Follicles – the growth engine.
Each individual hair is formed inside a hair bulb deep in a hair follicle, and has it’s own growth schedule. Lashes grow and fall out one by one at completely different times. This is why we never end up losing all our eye lashes at the same time unless there’s some severe trauma. The follicle is a tiny but powerful factory. A healthy follicle produces nice strong hair. If you pull a hair out of a follicle another one will grow up in its place. If you lost your eyelashes because they were yanked out, then as long as the follicle isn’t damaged, your lashes will grow back as soon as it ends the dormant state.
Anagen – the growth phase.
Each follicle can grow many hairs over a lifetime: The phasing of the growth cycle is staggered amongst the follicles. This prevents periodic phases of baldness when the growth cycle stops.The growth phase is called ANAGEN. How long anagen lasts is determined genetically, and varies between the sexes and from one person to another.

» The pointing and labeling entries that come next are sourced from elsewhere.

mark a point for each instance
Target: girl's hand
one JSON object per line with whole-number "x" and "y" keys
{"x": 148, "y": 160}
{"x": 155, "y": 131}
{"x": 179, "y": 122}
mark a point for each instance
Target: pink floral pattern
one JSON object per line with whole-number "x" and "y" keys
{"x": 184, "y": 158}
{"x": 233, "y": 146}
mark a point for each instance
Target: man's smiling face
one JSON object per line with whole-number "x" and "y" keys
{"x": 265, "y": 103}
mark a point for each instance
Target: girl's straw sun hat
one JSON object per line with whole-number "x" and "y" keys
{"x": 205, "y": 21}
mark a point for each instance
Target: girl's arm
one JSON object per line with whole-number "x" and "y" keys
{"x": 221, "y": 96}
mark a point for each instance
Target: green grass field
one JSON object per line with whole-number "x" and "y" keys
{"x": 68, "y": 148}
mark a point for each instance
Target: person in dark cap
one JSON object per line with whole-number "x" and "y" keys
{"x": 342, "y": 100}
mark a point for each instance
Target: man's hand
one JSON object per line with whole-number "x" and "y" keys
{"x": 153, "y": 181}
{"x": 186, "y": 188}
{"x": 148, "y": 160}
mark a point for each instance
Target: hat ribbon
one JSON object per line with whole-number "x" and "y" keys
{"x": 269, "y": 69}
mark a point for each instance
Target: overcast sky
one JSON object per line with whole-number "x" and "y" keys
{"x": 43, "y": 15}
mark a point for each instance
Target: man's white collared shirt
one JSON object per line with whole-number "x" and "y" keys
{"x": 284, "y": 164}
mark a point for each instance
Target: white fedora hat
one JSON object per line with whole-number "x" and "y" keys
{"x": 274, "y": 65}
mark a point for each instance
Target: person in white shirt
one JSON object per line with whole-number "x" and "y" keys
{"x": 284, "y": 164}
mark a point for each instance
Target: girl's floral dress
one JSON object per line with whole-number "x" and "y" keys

It is the length of this time that determines how long the hair will grow. For head hair, the anagen phase can last from three to as many as seven years.
Catagen – the intermediate phase.
The CATAGEN phase is a short resting phase that follows the anagen phase. This phase lasts between two and four weeks. No pigment is made during that time, and the follicle stops producing hair. The base of the follicle moves upwards towards the surface of the skin.
Telogen – the shedding phase.
The TELOGEN phase lasts for three or four months. During this time a new hair begins to grow from the hair follicle. As it grows upwards the old hair will be shed naturally or may be pulled out. Tweezing is easily and painlessly done with telogen hairs. These are the hairs that come out when you shampoo or brush your hair. Shedding is part of the normal process of the replacement of old hair with new. At any one time, around one in ten of the follicles on an individual’s head are in the shedding phase. The new hair emerges from the same opening at the surface of the skin as the old one, and the hair cycle begins again. As people age, the hair cycle can become shorter (this isn’t true for everyone and depends on your genes). The follicles gradually give up producing long, strong hair, and the hairs become thinner and shorter. This can happen to lashes, brows, leg and arm fuzz and so on.
Fun fact/myth buster: It is not true that cutting your hair makes it grow faster or thicker. Nor does shaving your legs make the hair grow coarser. The length of the growth phase and the width of the hair shaft are the results of your genes, and are not affected by anything you do to your skin or to the hair shaft itself.